During DAG execution, SDLB begins by reading the state file (1) through the appropriate action such as the Copy Action and initializes the in-memory state of the corresponding DebeziumCdcDataObject
(2).
As the data object is processed, the Debezium Engine is started (3) and initialized using a custom class SDLBDebeziumOffsetStorage
. This class serves as a critical bridge between SDLB and Debezium, allowing the engine to retrieve the latest offset directly from the in-memory DebeziumCdcDataObject
(4). Using this offset (5), Debezium can resume Change Data Capture (CDC) from the exact point it left off e.g., when connecting to a PostgreSQL database (6).
Throughout the CDC process, Debezium periodically flushes updated offsets to the SDLBDebeziumOffsetStorage
, which immediately persists them back into the DebeziumCdcDataObject
(7). Once the CDC process completes, the Copy Action extracts the final state from the DebeziumCdcDataObject
(8) and writes it back to the SDLB state file (9).
This mechanism ensures that each subsequent DAG run can reliably resume CDC from the last committed offset, enabling robust, incremental data ingestion with zero data loss.
If SDLBDebeziumOffsetStorage
is used for offset management and the downstream action of DebeziumCdcDataObject does not operate in *DataObjectStateIncrementalMode, the offset will not be persisted to the state file.

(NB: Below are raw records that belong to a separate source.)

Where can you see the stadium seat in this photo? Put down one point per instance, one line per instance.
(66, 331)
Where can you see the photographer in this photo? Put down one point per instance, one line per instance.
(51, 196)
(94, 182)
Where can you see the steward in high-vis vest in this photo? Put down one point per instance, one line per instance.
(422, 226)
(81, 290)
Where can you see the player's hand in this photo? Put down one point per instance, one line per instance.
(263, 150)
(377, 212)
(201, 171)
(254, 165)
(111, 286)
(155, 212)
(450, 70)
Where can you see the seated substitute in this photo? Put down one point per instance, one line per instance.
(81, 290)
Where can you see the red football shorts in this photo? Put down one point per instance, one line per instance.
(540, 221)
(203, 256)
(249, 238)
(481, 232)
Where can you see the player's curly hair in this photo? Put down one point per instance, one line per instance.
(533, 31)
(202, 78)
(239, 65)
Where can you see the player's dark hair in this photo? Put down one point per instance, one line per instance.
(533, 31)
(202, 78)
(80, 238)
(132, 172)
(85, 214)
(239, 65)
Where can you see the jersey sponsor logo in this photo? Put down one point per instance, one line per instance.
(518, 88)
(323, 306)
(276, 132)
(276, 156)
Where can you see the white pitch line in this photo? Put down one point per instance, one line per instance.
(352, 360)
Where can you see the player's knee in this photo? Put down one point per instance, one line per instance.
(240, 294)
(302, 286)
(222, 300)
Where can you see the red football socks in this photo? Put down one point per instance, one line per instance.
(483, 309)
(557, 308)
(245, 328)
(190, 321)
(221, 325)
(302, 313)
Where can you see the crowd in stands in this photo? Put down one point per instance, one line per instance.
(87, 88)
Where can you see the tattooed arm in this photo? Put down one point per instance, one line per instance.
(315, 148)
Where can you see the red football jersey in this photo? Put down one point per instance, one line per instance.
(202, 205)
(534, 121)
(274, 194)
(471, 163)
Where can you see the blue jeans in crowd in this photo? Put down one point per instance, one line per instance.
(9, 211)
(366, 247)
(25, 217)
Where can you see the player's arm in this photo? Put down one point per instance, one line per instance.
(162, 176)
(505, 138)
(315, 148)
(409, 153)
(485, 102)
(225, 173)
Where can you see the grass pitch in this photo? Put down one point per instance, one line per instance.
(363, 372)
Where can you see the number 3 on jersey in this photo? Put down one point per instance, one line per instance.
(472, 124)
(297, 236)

If the offset should not be handled by SDLB, it's possible to switch to another OffsetStorage class by overwritting the offset.storage
Debezium property. Then Debezium handles the offset by itself, allowing the use of a different execution mode.
Example pipeline
This section shows an example pipeline that uses debezium to get data from a postgres table and writes it to a parquet file.

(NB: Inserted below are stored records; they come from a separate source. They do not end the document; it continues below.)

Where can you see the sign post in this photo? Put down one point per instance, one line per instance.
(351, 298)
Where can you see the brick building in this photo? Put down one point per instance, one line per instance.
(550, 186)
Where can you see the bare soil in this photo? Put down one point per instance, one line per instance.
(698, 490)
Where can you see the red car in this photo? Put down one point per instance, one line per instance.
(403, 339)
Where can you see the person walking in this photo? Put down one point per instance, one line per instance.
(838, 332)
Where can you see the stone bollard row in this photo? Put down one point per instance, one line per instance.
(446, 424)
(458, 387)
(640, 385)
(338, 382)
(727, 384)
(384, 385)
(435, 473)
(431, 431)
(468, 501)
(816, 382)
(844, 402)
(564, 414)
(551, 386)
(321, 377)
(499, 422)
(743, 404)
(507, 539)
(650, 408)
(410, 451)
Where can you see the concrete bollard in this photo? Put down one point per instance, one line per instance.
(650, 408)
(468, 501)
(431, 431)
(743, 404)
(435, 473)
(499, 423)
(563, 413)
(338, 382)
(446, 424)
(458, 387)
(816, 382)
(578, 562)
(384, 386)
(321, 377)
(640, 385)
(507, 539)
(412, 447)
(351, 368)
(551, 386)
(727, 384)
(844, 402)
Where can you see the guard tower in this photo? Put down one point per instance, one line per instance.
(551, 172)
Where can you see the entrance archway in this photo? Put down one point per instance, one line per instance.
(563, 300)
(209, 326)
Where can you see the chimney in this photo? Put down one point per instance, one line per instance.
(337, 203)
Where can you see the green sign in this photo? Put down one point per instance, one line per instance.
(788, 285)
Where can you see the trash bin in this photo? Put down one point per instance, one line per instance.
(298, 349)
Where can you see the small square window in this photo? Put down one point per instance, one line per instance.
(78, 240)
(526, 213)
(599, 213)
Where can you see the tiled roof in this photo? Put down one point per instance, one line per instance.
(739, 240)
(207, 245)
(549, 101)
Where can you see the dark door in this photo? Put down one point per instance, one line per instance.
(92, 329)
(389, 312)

Replace xxx with actual values and make sure the database is setup according to the Debezium connectors requirements.
connections {
dbz-conn {
type = DebeziumConnection
dbEngine = "postgresql"
hostname = "xxx"
db = "xxx"
port = 5432
authMode {
type = BasicAuthMode
user = "xxx"
password = "xxx"
}
}
}
dataObjects {
do-source {
type = DebeziumCdcDataObject
connectionId = dbz-conn
table {
db = "xxx"
name = "xxx"
}
debeziumProperties {
"plugin.name" = "pgoutput"
"schema.history.internal" = "io.debezium.storage.file.history.FileSchemaHistory"

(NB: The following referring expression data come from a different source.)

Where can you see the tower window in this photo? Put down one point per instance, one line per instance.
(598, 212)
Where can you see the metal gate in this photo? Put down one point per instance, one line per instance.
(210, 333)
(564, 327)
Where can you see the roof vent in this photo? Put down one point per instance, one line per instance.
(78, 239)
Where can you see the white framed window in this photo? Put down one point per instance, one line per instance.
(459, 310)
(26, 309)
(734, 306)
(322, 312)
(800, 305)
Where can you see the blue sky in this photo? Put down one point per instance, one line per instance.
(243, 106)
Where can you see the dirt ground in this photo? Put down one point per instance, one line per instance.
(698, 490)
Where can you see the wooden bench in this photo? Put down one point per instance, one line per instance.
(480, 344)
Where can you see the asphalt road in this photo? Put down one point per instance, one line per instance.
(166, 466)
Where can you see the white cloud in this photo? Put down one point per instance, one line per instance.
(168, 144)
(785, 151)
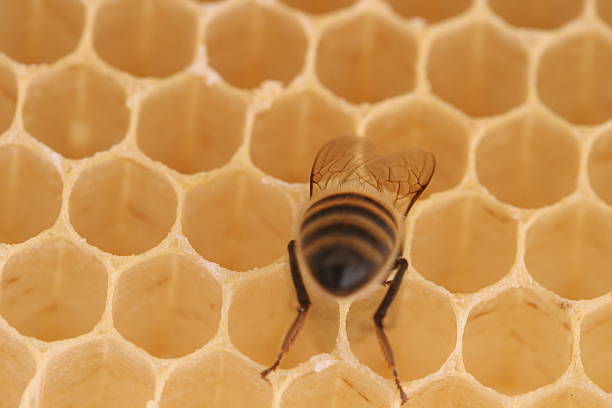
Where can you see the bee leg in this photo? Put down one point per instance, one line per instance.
(304, 305)
(387, 282)
(401, 264)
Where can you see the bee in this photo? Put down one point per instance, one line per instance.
(350, 234)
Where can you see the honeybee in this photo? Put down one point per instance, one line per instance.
(350, 234)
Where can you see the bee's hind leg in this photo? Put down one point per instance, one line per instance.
(401, 264)
(304, 306)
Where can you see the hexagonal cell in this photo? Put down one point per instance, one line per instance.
(571, 397)
(169, 305)
(604, 9)
(306, 120)
(35, 32)
(147, 38)
(464, 243)
(517, 341)
(62, 110)
(191, 126)
(343, 385)
(596, 332)
(270, 301)
(53, 290)
(17, 366)
(543, 14)
(573, 77)
(216, 380)
(489, 69)
(97, 373)
(421, 327)
(453, 392)
(600, 166)
(431, 11)
(569, 250)
(122, 207)
(254, 219)
(352, 63)
(319, 6)
(8, 97)
(518, 152)
(253, 42)
(31, 194)
(431, 125)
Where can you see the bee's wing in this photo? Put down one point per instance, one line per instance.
(400, 176)
(337, 161)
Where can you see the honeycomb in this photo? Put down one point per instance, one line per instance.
(154, 155)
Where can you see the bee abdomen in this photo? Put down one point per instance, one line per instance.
(346, 238)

"schema.history.internal.file.filename" = "xxx"
}
}
do-target {
type = ParquetFileDataObject
path = "xxx"
}
}
actions {
ingest {
type = CopyAction
inputId = do-source
outputId = do-target
executionMode {
type = DataObjectStateIncrementalMode
}
metadata.feed = "ingest"
}
}
Current limititations
While powerful, the integration of SDLB with Debezium does present some specific limitations:
-
Missing Connectors: Currently, the SDLB-Debezium integration does not natively support all Debezium connectors. Databases such as Vitess, MongoDB, Spanner, and Cassandra are currently not supported.
-
Dependency Conflicts: For certain database connectors, particularly MySQL and MariaDB, integrating with SDLB + Spark led to dependency conflicts. Therefore the use of the "shaded" Connector JARs for these connectors is needed. They bundle the debezium dependencies to avoid clashes with SDLB's existing libraries.
-
Cold Start Problem with Schema Inference: A common issue arises during a "cold start" when SDLB attempts to read the schema from a table that does not have any CRUD change events and the Debezium Engine doesn't receive a record. This prevents SDLB from inferring the schema in the dag init phase. necessary to process subsequent data. The solution involves defining a schemaMin property on the Debezium data object within SDLB's configuration, ensuring that SDLB has a minimum schema definition even without an initial data record for inference.